= Mykola Pawluk =

British television video editor

Mykola Andrej Pawluk (born 23 June 1956) is an English television video editor whose career has spanned four decades mostly in the media of comedy. He has twice been nominated for a BAFTA.

Born in Windsor in Berkshire, the son of Wasyl Pawluk and Gerta L Giesen, he was raised in Egham in Surrey by his German mother and Ukrainian father. He attended Egham Hythe Secondary Modern School in Egham during the 1960s. He married Julia Ince in 1981.

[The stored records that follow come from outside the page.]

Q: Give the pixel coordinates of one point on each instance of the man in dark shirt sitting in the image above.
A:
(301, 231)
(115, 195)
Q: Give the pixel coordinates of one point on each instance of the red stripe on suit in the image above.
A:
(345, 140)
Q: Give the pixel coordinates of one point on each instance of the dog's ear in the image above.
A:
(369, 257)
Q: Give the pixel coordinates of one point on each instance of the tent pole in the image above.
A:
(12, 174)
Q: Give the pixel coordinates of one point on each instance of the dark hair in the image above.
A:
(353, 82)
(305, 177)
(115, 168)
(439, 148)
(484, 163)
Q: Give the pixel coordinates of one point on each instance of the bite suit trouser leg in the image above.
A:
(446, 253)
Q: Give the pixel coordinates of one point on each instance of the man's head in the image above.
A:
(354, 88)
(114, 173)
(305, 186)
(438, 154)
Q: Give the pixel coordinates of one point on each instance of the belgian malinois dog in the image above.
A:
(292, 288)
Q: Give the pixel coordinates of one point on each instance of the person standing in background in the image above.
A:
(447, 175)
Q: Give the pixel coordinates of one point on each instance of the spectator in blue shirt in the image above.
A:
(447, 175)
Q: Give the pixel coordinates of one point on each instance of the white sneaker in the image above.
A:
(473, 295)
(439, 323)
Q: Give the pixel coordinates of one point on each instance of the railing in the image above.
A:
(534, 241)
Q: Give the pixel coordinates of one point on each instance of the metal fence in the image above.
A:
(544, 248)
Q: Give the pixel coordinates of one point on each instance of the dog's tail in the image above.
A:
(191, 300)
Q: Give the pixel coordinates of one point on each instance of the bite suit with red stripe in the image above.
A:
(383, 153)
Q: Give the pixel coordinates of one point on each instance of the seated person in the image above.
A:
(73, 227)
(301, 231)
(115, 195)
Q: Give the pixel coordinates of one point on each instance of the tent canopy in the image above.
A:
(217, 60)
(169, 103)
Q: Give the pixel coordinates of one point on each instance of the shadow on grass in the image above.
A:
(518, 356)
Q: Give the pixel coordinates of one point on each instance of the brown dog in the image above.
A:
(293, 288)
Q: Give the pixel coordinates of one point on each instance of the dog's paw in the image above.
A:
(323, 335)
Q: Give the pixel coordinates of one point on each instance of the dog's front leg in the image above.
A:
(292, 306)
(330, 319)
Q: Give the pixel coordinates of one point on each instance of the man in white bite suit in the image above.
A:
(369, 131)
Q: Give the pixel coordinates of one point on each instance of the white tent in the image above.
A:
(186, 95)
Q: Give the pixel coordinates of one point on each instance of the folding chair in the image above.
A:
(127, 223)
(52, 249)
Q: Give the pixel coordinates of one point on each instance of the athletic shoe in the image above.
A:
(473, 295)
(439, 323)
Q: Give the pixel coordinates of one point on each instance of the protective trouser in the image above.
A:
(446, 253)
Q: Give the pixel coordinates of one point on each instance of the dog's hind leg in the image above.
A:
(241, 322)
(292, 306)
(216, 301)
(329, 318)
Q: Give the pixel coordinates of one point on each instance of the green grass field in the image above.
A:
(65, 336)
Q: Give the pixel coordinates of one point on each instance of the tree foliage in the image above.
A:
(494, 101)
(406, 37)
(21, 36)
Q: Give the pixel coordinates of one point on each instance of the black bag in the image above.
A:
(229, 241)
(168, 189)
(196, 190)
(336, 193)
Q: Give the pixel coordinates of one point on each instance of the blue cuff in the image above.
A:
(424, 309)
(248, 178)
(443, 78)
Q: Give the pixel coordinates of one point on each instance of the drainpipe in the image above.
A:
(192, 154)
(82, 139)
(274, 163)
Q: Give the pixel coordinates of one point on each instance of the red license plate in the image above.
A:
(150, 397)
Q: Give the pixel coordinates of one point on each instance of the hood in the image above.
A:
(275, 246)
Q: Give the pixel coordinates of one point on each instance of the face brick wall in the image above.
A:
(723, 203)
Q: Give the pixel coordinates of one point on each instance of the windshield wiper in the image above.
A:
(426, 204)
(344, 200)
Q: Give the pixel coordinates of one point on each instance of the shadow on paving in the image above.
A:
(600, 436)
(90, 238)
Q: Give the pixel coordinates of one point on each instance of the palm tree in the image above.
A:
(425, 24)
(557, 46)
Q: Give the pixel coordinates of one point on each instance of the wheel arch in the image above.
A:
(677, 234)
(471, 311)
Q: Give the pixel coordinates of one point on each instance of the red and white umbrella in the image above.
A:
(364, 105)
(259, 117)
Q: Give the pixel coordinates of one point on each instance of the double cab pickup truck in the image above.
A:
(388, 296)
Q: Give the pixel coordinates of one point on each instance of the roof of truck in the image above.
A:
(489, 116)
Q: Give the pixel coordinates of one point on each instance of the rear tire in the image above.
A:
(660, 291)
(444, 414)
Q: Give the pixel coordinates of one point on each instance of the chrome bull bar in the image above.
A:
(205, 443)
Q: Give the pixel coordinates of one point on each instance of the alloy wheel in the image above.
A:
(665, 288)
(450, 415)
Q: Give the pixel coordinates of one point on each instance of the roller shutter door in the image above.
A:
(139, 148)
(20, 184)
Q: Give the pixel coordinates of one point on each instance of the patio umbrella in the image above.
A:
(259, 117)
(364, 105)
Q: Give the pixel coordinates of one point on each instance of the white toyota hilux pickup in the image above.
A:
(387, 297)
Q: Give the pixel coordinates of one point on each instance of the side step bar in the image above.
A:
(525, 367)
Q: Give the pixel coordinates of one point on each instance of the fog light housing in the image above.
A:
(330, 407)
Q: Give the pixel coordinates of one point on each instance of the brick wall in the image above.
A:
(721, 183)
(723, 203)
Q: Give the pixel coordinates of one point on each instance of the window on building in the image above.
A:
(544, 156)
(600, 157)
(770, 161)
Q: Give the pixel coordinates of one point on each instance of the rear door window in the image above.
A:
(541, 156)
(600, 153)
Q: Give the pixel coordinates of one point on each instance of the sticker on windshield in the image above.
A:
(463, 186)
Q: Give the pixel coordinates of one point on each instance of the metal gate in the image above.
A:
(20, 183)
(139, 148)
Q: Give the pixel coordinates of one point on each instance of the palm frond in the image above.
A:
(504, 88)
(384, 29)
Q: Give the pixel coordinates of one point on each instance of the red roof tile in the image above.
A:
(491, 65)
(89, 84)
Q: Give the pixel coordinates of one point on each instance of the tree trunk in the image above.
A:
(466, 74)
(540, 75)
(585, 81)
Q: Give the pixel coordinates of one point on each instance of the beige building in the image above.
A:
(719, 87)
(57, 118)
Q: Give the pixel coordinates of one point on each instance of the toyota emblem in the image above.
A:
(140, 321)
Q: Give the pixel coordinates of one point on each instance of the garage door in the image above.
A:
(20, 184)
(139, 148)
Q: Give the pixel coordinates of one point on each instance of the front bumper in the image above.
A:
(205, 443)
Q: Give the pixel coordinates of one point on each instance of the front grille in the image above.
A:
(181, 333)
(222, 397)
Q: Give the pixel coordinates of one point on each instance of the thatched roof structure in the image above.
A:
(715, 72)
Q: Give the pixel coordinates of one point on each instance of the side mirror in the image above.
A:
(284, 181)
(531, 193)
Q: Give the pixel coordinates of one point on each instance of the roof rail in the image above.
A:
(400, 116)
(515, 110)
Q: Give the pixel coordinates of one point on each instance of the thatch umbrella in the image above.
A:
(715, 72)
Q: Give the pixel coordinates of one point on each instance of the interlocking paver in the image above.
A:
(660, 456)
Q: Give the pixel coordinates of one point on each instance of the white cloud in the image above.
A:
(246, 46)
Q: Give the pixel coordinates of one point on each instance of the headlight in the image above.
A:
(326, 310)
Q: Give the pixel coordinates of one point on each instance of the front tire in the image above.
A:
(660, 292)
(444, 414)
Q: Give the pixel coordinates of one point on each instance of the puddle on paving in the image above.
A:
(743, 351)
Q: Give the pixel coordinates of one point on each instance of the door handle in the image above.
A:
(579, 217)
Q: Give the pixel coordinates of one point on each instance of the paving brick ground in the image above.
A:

Pawluk's editing credits include Terry and June (1979), The Black Adder (1983), The Kenny Everett Television Show (1983–1988), French and Saunders (for which he received his first BAFTA nomination in 1989), Chelmsford 123 (1990), Harry Enfield's Television Programme (1990–1992), Drop the Dead Donkey (for which he received his second BAFTA nomination in 1991), Harry Enfield and Chums (1994–1998), Men Behaving Badly (1994–1998), Is It Legal? (1995–1998), Father Ted (1996–1998), The Vicar of Dibley (1996–2007), Dinnerladies, Whose Line Is It Anyway? (1998–1999, 2013–2015), Gimme Gimme Gimme (1999–2001), Perfect World (2000–2001), Coupling (2000–2004), My Hero (2002–2006), Little Britain (2003–2006), The Catherine Tate Show (2004–2007), Mock the Week (2005–2017, 2026), Ask Rhod Gilbert (2010) and A League of Their Own (2012).

Since 1992, he has been the Director of Editing at The Independent Post Company (IPC), the largest editing agency in the UK.